Google is warning about large-scale, financially motivated vishing attacks targeting Salesforce customers, with the goal of subsequent data exfiltration and cyber extortion.
For months, Google’s Threat Intelligence Group (GTIG) has tracked a prolific campaign dubbed UNC6040 attributed to a minor league threat group known as “The Com.” The threat actor gains access to an organization’s network by impersonating IT support staff via phone-based phishing attacks (vishing).
“Over the past several months, UNC6040 has demonstrated repeated success in breaching networks by having its operators impersonate IT support personnel in convincing telephone-based social engineering engagements,” Google stated.
High-profile Salesforce customers compromised via vishing attacks
Upon gaining access, the threat actor leverages Salesforce’s Data Loader component, which allows bulk import, export, and update.
They trick Salesforce customers into authorizing access to their organizations’ portals to access data by guiding them into authorizing a rogue Data Loader app called “My Ticket Portal,” which differs significantly from its legitimate counterpart in naming and branding.
“This application is often a modified version of Salesforce’s Data Loader, not authorized by Salesforce,” Google explained.
The component supports a graphical user interface and command-line interaction, with “significant capabilities to access, query, and exfiltrate sensitive information directly from the compromised Salesforce customer environments.” It also supports OAuth authentication and direct integration via “connected apps.”
During the attack, the threat actor also requests login credentials and multifactor authentication (MFA) codes. Targeted Salesforce customers are directed to a “Salesforce Setup Connect” page that requires an 8-digit MFA code to close the apparent ticket.

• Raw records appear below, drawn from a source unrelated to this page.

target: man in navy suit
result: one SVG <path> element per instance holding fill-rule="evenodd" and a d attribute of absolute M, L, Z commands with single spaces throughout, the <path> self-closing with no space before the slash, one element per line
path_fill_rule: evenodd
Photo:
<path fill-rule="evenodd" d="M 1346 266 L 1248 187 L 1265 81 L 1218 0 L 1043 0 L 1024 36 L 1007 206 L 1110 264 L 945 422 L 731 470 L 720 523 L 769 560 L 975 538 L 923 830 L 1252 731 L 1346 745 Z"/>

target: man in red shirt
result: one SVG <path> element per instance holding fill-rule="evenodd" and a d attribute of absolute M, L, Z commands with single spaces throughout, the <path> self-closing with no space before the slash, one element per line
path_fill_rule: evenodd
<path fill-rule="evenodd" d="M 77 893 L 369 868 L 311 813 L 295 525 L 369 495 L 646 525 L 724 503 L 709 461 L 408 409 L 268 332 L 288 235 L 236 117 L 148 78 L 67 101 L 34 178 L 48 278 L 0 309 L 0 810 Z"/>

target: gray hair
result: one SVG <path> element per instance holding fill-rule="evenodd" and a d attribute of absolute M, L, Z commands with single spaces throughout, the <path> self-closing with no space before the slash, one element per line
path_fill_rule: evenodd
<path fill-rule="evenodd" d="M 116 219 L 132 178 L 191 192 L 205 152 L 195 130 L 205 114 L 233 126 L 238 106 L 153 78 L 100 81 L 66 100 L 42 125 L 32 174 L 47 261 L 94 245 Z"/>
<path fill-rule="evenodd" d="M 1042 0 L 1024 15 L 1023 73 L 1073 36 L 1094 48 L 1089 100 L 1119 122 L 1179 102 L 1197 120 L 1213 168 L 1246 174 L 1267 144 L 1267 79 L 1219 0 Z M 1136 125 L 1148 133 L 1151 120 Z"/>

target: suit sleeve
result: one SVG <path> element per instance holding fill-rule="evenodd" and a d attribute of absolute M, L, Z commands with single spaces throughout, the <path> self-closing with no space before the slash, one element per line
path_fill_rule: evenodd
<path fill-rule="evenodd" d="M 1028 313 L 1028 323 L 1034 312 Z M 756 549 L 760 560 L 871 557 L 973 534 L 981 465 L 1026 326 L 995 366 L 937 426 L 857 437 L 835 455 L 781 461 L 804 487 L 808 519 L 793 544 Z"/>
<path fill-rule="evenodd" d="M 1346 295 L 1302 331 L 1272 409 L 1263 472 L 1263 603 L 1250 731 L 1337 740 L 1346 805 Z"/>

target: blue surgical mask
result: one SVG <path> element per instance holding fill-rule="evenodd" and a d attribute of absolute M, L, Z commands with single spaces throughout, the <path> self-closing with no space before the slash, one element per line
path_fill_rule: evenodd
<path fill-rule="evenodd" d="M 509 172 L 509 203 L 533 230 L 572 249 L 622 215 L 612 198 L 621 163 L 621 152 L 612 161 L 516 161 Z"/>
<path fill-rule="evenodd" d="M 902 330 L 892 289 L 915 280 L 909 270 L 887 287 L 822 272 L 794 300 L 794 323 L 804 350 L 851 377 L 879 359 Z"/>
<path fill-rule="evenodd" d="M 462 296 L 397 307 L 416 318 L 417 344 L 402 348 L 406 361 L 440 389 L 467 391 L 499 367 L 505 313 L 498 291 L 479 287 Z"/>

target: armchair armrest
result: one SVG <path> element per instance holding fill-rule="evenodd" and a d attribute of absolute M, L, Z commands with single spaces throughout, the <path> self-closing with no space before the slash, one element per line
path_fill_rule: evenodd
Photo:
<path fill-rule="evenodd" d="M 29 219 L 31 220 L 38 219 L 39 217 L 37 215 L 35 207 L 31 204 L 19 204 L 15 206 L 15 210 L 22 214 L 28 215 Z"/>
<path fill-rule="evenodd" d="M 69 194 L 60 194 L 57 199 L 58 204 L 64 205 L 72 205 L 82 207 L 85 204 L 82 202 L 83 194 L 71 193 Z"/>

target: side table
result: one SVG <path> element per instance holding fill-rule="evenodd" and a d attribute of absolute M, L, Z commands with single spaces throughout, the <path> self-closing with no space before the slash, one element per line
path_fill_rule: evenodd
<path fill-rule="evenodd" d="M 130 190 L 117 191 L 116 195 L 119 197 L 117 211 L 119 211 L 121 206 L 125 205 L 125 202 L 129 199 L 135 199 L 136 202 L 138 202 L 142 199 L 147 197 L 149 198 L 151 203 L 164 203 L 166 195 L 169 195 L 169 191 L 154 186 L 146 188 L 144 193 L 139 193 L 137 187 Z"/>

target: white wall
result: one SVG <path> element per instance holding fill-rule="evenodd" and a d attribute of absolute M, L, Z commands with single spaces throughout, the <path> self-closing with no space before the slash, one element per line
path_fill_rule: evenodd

Salesforce customers were previously warned about similar vishing attacks and advised to apply security best practices, including enabling MFA, whitelisting IP address ranges, and adhering to the principle of Least Privilege.
“To help our customers strengthen their cybersecurity posture and defend against these types of sophisticated threats, we’re highlighting key platform features and best practices,” Salesforce stated.
Social engineering attacks on Salesforce customers
Meanwhile, Google says the vishing attacks do not exploit any Salesforce product vulnerability, but rely solely on human weakness. The human aspect is usually the weakest link in every organization’s cybersecurity strategy.
“In all observed cases, attackers relied on manipulating end users, not exploiting any vulnerability inherent to Salesforce,” Google noted.
According to James McQuiggan, a security awareness advocate at KnowBe4, employees should think twice before engaging with strangers via phone.
“You wouldn’t blindly open your front door to a stranger, so we must consider whether you should pick up the phone and trust the voice on the other end. Ask yourself: Were you expecting this call?” McQuiggan said. “Think about it. If someone knocked at your door and you weren’t expecting anyone, would you swing it open? Probably not. Most of us would peek through the window, check the camera, or at least ask, ‘Who is it?’”
Additionally, the threat actor leverages the access to pivot to Salesforce customers’ platforms, such as Microsoft 365, Okta, and Workplace, and harvest more sensitive information. The threat actor’s infrastructure also hosts an Okta phishing panel, to which they direct Salesforce customers.
“Such access not only results in direct data loss but also frequently serves as a precursor to lateral movement, enabling the attackers to compromise other cloud services and internal corporate networks,” Google added.
After exfiltrating sensitive information, the attacker uses various extortion tactics, such as disclosing their alleged affiliations to other prolific threat actors like ShinyHunters, to force compliance. In some cases, extortion attempts occur months after successful vishing attacks, suggesting that UNC6040 works with another threat actor.
“In some instances, extortion activities haven’t been observed until several months after the initial UNC6040 intrusion activity, which could suggest that UNC6040 has partnered with a second threat actor that monetizes access to the stolen data,” Google said.
At least 20 organizations across various sectors, including education, hospitality, and retail, have experienced Salesforce vishing attacks. English-speaking employees in multinational organizations are often targeted, suggesting that the Salesforce vishing attacks primarily target large corporations.
Nonetheless, Salesforce says it was aware of a small subset of impacted customers, and the hacking campaign was not widespread.